Wenn ein Patient also z.B. eine Krankenversicherungs-Zusatzversicherung bezogen auf Heilpraktikerleistungen abgeschlossen hat und hierin von 80 % oder 100 % möglicher Erstattung von erstattungsfähigen Leistungen die Rede ist, dann heißt das nicht, dass die Krankenkasse z.B. 80 % eines tatsächlich angemessenen anfallenden Stundenlohns o.ä. erstattet, sondern es heißt dass nur bei ganz bestimmten sog. Indikationen (d.h. nur bei bestimmten anerkannten Erkrankungen und teilweise nur bei solchen, die bei Abschluss des Vertrages noch nicht bestanden haben dürfen) z.B. 80 % des erstattungsfähigen Betrages übernommen werden können, also z.B. 80 % von 20 EUR für 10 Minuten Beratungsgespräch maximal innerhalb eines Monats oder eines Quartals, also z.B. maximal 16 EUR je Monat bzw. Quartal.

 

Dass jemand, der ein gesundheitliches Problem hat, das im Rahmen der Bedingungen gesetzlicher Krankenkassen nicht von sog.
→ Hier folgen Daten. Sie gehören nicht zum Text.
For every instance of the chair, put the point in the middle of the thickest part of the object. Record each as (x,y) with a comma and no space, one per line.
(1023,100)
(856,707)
Kassenärzten / Vertragsärzten angegangen werden kann, dies z.B. in mehreren halb- oder einstündigen Heilpraktikerterminen innerhalb eines Monats oder eines Quartals besprochen und behandelt haben möchte, über diese z.B. 16 EUR hinaus Heilpraktikerkosten selbst bezahlen muss, kann sich jeder leicht ausrechnen.

 

Es sollte auch nicht vergessen werden, dass in monatlichen Beiträgen für Zusatzversicherungen anteilsmäßig Lohnkosten für Krankenkassenpersonal, Bürokosten, Energiekosten usw. enthalten sind neben der möglichen Bezuschussung von Ausgaben für Heilpraktikerleistungen.

 

Um also mindestens kostendeckend zu arbeiten, kann eine Krankenkasse z.B. im Durchschnitt vielleicht nur höchstens z.B. 100 EUR oder 140 EUR Heilpraktikerkosten in einem gesamten Jahr erstatten, wenn der Beitragszahler 12 mal 20 EUR Monatsbeitrag in einem Jahr bezahlt haben ... völlig unabhängig davon wie umfangreich Heilpraktikerleistungen in diesem einen Jahr in Anspruch genommen wurden, wie sehr es für den Patienten notwendig war und wie sehr dies vielleicht geholfen hat.

 

Wenn Sie erkennen, dass z.B. ein angemessener Bruttostundenlohn (von dem Steuern, Haftpflichtversicherungen, Bürokosten, Energiekosten, Terminvorbereitung, Teminnachbereitung usw. bezahlt werden müssen und von dem nach Steuern oft sehr deutlich weniger als die Hälfte übrig bleibt) für Ihren Heizungshandwerker oder Ihren Computerreparateur im Bereich von 50 bis 90 EUR liegt, können Sie sich vielleicht leicht vergegenwärtigen, dass ein gut und langjährig ausgebildeter Heilpraktiker mit vielleicht mehrjährigen Zusatzstudiengängen und vielen Jahren Berufserfahrung, von der Sie profitieren können, nicht sehr deutlich weniger kosten kann.

 

Über die für meine Inanspruchnahme entstehenden Kosten informiere ich Sie vorab bezogen auf Ihr individuelles Anliegen.